NucID (Nucleosome Identification using DNase) is Python software that uses DNase-seq data to map nucleosome positions genome-wide. Nucleosome positions are identified on the basis of nucleosome scores that are computed from single-end DNase-seq read counts using a Bayes-factor–based method. The nucleosome scores reflect the relative posterior probability that a given nucleosome-sized window (147 bp) is occupied by a nucleosome versus not. The link above is to a GitHub repository that also contains a Jupyter notebook demonstrating how to use the software. Pre-computed tracks of genome-wide nucleosome scores are also available here.

CLOCCS

CLOCCS (Characterizing Loss of Cell Cycle Synchrony) is a branching process model that precisely characterizes how a population of synchronized cells lose synchrony as they repeatedly progress through the cell division cycle. Parameters of the model capture imperfections in the initial synchrony, gradual loss of synchrony due to cell-to-cell variation in cell cycle progression, and losses of synchrony due to potential asymmetric cell division. The model produces precise estimates of the fraction of the cell population at any stage of the cell cycle at any point in time (including times not measured).
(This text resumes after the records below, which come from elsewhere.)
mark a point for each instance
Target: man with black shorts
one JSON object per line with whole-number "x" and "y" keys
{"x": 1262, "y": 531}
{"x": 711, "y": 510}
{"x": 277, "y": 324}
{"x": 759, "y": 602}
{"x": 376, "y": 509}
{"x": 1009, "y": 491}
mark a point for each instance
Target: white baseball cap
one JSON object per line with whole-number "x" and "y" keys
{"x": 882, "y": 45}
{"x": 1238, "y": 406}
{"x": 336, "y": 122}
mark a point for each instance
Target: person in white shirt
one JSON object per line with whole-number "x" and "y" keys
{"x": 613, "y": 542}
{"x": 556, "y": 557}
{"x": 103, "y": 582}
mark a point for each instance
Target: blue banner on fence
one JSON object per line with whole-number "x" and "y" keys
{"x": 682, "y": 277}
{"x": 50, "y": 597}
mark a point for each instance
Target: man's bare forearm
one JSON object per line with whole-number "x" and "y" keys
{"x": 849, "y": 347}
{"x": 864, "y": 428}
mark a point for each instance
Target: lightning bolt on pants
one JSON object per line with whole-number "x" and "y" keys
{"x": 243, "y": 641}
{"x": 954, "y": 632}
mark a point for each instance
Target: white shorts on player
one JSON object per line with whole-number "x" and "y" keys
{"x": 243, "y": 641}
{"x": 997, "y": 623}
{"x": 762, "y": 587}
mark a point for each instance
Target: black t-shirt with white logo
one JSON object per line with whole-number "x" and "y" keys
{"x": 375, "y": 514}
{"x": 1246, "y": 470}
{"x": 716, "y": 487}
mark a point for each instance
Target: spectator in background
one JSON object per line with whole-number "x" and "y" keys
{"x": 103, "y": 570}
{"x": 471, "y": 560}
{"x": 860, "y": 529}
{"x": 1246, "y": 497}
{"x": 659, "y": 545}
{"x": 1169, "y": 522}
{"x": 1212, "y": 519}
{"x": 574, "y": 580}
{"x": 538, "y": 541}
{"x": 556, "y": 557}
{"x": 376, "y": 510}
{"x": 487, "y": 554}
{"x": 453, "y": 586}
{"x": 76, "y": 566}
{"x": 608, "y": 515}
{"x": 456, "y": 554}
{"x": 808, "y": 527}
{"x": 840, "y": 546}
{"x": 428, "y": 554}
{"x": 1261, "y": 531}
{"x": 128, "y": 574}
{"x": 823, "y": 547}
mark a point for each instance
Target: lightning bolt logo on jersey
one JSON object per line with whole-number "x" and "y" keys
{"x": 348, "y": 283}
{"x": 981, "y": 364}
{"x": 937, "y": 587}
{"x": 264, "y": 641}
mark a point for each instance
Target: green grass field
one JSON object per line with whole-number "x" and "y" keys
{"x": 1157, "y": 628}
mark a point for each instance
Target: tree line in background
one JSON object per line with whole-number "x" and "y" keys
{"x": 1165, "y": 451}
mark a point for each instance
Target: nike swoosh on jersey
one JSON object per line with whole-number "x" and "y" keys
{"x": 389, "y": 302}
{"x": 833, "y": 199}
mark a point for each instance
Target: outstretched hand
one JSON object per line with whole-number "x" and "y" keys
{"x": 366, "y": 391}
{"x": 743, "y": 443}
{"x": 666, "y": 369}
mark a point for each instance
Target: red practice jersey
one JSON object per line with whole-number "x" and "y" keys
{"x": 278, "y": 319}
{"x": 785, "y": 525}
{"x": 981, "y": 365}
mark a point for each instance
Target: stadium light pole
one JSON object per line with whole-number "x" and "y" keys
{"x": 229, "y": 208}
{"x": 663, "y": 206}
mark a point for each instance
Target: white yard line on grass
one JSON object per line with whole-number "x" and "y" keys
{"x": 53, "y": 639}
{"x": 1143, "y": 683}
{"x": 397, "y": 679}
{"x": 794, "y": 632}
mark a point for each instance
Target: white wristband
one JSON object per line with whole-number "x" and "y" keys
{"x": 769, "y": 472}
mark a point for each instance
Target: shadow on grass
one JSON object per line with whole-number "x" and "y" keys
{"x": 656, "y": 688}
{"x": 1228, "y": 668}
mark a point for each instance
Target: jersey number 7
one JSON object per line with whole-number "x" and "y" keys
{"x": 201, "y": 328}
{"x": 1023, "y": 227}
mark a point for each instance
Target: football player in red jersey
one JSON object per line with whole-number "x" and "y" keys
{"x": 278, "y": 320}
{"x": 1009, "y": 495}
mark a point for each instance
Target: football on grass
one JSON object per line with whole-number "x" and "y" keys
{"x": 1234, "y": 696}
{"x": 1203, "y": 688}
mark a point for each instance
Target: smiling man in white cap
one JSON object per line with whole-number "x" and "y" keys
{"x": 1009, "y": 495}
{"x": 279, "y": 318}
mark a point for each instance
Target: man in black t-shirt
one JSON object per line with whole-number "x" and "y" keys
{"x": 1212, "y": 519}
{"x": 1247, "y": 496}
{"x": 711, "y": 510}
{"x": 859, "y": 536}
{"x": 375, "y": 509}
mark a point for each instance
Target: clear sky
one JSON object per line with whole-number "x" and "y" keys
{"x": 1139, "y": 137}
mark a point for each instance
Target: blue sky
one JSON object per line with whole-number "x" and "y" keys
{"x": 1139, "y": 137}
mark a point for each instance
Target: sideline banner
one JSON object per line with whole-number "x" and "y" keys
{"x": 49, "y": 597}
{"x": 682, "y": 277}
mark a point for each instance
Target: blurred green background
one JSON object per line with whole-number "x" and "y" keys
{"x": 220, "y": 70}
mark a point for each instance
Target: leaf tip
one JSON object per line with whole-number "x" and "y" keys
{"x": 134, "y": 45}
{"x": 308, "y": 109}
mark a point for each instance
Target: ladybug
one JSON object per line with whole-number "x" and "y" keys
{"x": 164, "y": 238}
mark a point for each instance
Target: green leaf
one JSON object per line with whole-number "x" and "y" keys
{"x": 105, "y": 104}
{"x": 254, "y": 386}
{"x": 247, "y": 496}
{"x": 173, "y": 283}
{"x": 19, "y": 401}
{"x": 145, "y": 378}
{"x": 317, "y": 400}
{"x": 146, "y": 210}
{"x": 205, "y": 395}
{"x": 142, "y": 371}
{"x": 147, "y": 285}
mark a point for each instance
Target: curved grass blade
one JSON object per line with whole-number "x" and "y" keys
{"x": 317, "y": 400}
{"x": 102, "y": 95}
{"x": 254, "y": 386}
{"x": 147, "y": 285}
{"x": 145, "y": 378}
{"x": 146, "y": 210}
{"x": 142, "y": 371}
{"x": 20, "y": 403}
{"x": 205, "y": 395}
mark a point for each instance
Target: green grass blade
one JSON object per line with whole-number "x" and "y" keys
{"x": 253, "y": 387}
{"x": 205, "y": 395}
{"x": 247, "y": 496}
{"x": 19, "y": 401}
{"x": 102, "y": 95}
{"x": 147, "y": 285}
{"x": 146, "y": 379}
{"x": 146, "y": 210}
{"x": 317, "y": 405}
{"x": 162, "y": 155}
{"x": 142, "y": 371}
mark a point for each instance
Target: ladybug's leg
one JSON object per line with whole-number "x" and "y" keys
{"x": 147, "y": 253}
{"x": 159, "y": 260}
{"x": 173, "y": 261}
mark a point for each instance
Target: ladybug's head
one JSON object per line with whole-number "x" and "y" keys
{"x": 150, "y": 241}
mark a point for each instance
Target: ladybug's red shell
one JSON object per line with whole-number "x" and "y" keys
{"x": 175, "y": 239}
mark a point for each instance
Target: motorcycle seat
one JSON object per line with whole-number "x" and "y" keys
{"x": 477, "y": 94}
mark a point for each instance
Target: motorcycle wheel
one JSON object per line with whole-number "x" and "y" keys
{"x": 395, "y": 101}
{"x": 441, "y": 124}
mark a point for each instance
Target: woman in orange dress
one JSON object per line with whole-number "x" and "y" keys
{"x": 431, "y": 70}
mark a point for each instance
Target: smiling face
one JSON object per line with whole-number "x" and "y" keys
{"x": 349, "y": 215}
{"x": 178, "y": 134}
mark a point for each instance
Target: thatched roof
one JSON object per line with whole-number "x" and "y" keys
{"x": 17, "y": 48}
These estimates are determined by an MCMC fit to observational data, which can be flow cytometric measurements of DNA content and/or counts of binary markers of progression, for example budding index or other measures arising from fluorescence microscopy. The model can also account for the fact that some small but non-negligible number of cells may be dead or halted during the experiment (and thus not progressing through the cell cycle like the other cells, muddying the observational data).

DECONV

Our DECONV algorithm takes the parameter estimates from CLOCCS software, described above, and uses them to deconvolve time-course data collected from a population of cells during a cell cycle synchrony-release experiment. In so doing, the algorithm learns a more accurate view of dynamic cell-cycle processes, free from the convolution effects associated with imperfect cell synchronization. Through wavelet-basis regularization, our DECONV method sharpens signal without sharpening noise, and can remarkably increase both the dynamic range and the temporal resolution of time-series data. The link above is to a website sharing the results of this algorithm applied to a yeast cell-cycle transcription time course.